How Viasat got a top spot on Hired’s top San Diego employers’ list

A combination of culture, challenge and opportunity helped put Viasat on the No. 3 spot of the annual survey of preferred tech employers


Viasat Senior Creative Strategist Azfar Najmi has spent his career at Viasat; it’s proven a perfect match for his diverse skills. Najmi started with Viasat as an engineer, and 13 years ago segued into the marketing department.

“There aren’t a lot of companies that encourage you to pursue your passion – even if it’s in a brand-new direction – and I’m very thankful to Viasat for that,” he said.

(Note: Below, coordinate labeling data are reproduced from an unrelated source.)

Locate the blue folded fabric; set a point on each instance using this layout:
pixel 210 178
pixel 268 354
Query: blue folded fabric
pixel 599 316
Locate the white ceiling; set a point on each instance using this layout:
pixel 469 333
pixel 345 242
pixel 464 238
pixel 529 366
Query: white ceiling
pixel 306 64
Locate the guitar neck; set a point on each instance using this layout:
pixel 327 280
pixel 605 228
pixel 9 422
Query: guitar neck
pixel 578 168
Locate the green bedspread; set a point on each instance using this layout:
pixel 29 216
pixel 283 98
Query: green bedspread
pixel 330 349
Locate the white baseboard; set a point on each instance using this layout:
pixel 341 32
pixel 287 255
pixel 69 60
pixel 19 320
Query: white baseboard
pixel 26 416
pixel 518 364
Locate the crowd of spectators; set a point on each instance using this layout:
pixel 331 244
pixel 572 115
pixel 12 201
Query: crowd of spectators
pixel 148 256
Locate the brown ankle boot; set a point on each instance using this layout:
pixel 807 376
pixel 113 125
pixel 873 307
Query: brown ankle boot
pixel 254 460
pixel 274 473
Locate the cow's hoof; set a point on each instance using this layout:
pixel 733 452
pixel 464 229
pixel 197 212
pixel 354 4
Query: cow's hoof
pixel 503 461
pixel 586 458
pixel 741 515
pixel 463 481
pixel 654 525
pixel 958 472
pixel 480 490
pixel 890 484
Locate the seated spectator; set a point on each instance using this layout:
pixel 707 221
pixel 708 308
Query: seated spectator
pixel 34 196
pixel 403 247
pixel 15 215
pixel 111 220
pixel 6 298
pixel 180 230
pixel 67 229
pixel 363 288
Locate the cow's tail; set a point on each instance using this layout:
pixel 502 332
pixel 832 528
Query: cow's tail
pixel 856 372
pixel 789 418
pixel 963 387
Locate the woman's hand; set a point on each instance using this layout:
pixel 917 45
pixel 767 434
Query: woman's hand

Stories like that are among the reasons Viasat was named among Hired’s 2019 top San Diego employers in its third annual Brand Health Report.

Hired’s annual survey ranks the top 15 public and private employer brands overall, as well as the top 10 by city. It asks local tech workers to tell them which companies they’d like to work for most. Hired is a San Francisco-based private company that matches tech talent with jobs.

In San Diego, Viasat was ranked third — up from No. 5 last year.

What makes Viasat such an appealing place to work?

“First and foremost, it’s the work. From residential, to community Wi-Fi, to government systems, to commercial air, we’re unlocking opportunities in the most challenging environments around the world, by connecting the unconnected,” said Melinda Kimbro, Viasat’s Chief People Officer. “For our employees there’s immense appeal and pride in getting to contribute to something as impactful as this.”

Company culture is a big part of it, too, she said.

“There are other companies that are doing exciting things for the world, but few with the culture and workplace we’ve created.”

That gives Viasat an edge in today’s hyper-competitive environment.

“The fact is there are more opportunities than candidates in the market and many have come to realize that culture really matters,” Kimbro said. “Life is too short to work someplace that isn’t a great fit. We aren’t a fit for everyone, but for those who want to be a part of an exceptionally talented team, take on big challenges, and want to operate with less structure and more freedom, we truly are a rare find. Our culture is at the heart of how we’ve been able to accomplish so much for so long and continue to evolve what we’re bringing to market.”

Back to Viasat

With this in mind, it’s interesting to talk to Viasat employees who’ve experienced other work cultures. Among the workforce at the company’s Carlsbad, CA headquarters are a handful of people who left Viasat and later returned.

Senior Software Engineer Paul Getz started working at Viasat in January 1992, when the company was only six years old.

“Back then there were about 40 employees,” he said. “I met a lot of good friends I still have today and who still work here – some as directors of business units.”

In 1999, Getz decided he wanted a change of pace and went to work in the mobile wireless sector. Fifteen years later, he returned to Viasat.

“I just had my fifth anniversary and I’m happy as a clam,” Getz said. “My time away was a good learning experience, but I always felt a good kinship with Viasat, and I respect the leadership here. It made sense for me to come back.”

Part of the appeal of Viasat for Getz is variety.

“One thing that stuck out in my mind then and that I appreciate even more now is the variety of technical problems involved in just this one job I have. There are all kinds of unique and interesting problems associated with satcom (satellite communications). It offers a wide selection of things to work on.”

Gary Echo, who works in business development for Viasat’s commercial air division, worked nearly a decade at Viasat starting in 1989. He returned in 2013 after service from the ViaSat-1 satellite launched.

“Viasat had proven the value of ViaSat-1 and was raising the bar again,” he said. “I was intrigued by the diversity of existing and potential markets that would be enabled.

Echo started working in Government Systems and helped build Viasat’s VIPSAM (Very Important Person Special Air Mission) customer base, then moved to Commercial Mobility.

“I am not at all unique in that regard,” Echo said. “I think Viasat is tops in the breadth of opportunities it offers employees and its open support for movement within the company. If that weren’t enough, there is encouragement to create new opportunities if one gets an interesting idea.”

Kimbro said Viasat is intent on enhancing its appeal still higher.

“We’re always looking at the things we can continue to do to make the experience we offer employees even better,” Kimbro said. “We want the value proposition we offer our employees to be so compelling that there’s no way the grass could possibly be greener.”